Este texto puede parecer un lamento, o una reclamación. Pues no. Es un sereno y positivo manual simple de instrucciones. Es casi, como decimos en publicidad, una “llamada a la acción”. No lo ves, pero sonrío al escribirlo.

No es tan complicado. Conseguir una vida a prueba de golpes es un acto de supervivencia maravilloso.

Solo necesitas partir, por ejemplo, de una cierta dosis de injusticia. La justa para que haya cosas con las que no te sea fácil vivir en paz. Y/O elegir mal tus compañías. Que a fin de cuentas, viene a ser lo mismo en algún punto del camino.

Porque, primera aproximación: la justicia está en los libros. En la teoría. Y aquellos que la imparten profesionalmente tratan, en unas ocasiones más que en otras, o con mayor o menor acierto, de contrarrestar o generar un efecto Universal, algo contra lo que luchar es absurdo y agotador:

La vida es, por definición, profundamente injusta.

No es un lamento. Es recordar cómo son realmente las cosas. Métetelo en la cabeza. Es así. Por lo mismo que existen las flores o el viento. La vida es un constante desequilibrio tratando de equilibrarse. Y en el reparto de lo que para nosotros es bueno, no ha de ser diferente. Ninguna situación es equitativa del todo. Siempre habrá alguien que se llevará la mejor parte.

O, al menos, eso te puede parecer. Muchas veces te sorprenderías si vieras la misma situación que para ti es injusta, cómo también lo puede ser para quien está al otro lado.
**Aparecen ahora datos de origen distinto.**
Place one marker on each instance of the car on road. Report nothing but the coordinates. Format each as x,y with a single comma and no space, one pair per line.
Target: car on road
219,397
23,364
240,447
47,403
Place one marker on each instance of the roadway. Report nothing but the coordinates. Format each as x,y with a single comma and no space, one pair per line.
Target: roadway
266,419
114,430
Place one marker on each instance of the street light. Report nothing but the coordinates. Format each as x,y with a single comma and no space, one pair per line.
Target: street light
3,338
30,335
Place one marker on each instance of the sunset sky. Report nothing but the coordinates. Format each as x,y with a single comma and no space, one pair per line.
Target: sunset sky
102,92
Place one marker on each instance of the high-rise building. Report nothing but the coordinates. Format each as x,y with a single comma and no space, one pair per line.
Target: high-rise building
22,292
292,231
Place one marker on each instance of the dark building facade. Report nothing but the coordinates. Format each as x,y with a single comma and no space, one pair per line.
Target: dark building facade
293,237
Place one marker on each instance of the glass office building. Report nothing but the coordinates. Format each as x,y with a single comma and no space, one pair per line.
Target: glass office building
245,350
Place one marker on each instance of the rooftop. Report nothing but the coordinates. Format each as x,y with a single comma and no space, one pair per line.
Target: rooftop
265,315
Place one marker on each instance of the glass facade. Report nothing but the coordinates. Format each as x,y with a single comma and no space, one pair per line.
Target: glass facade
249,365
Si, la vida no es justa, y por naturaleza. Deja de asentir en tus adentros. Deja de lamentarlo. Es absurdo. No patalees como un niño enrabietado y hazte responsable de tus propios actos. Cada vez que te quejas, te hundes más en el fango. Sobrevive. Lucha por traer hacia tu lado la balanza. Claro, y aquí viene el momento del “¿Y cómo?”. Será fácil o difícil pero voy a darte lo que para mí es un buen punto de partida:

¡Averigua cómo funcionan las cosas!

Toda la energía que inviertas en lamentos, protestas, quejidos, manifestaciones, agresiones, actos de repulsa, venganzas, comunicaciones al mundo, muestras de apoyo, o luchas solidarias… no sirve sin un plan, una intención, un efecto esperado. De hecho, normalmente y si no hay un sereno cálculo previo, se vuelve contra ti.

Gritar no siempre sirve. Es posible que sí, pero tras haber calculado bien los efectos  y hecho tus deberes. Para eso tendrás que usar algo que en el reparto de la vida te han dado: tu sustancia gris. La que alberga tu cráneo. El coco. Eso nos lleva a otra gran máxima:

Conoce cuáles son tus cartas en la partida, y úsalas bien.

Unos serán más creativos, otros más o menos sociables, otros, calculadores. Los hay que pueden conservar la calma y los hay apasionados y entregados. Cada uno de nosotros viene a esta partida de existir con unas cartas de la baraja. Y de nada sirve querer otras. No te canses ansiando las del de al lado, que nada conoces de sus miserias.

Un reo jamás se fugará por gritar, manifestarse, o agredir a nadie. Tendrá que hacer un cálculo metódico, paciente y meticuloso de sus posibilidades y de sus oportunidades.

Saber “cómo funcionan las cosas” es la clave. Jamás lo olvides. Porque, traigo noticias: eres prisionero de una vida que funciona con sus propias reglas, y no tienen que ser las tuyas.

Sentencias injustas las reparte la vida todos los días. Averigua cómo cambiar eso. Calcula bien. Piensa cada paso:

No reacciones jamás sin un plan.

O te saldrán sabañones hasta en los ojos. Trágate el ego, por muy amargo que sepa. No es útil.

Soy padre divorciado. La vida me ha enseñado mucho. Pero en perfecta simetría al otro lado hay madres injustamente tratadas. Tú puedes ser un joven en una familia que te impone creencias diferentes a las tuyas, o una trabajadora en un entorno machista, un becario maltratado, o simplemente un contribuyente español. Hay tantos casos como personas. Y dentro de cada vida, mil ejemplos.

Puedes conseguir una vida a prueba de golpes, si centras toda tu energía en conocerte, aprender cómo funcionan las cosas, y actuar siempre con un plan.

No será mezquino, si tus objetivos son nobles. Jamás se consiguió una causa justa actuando sin orden ni concierto.

Los demás, que pataleen, lloren o agredan. Mejor estar ocupado en saber cómo funciona esto de vivir.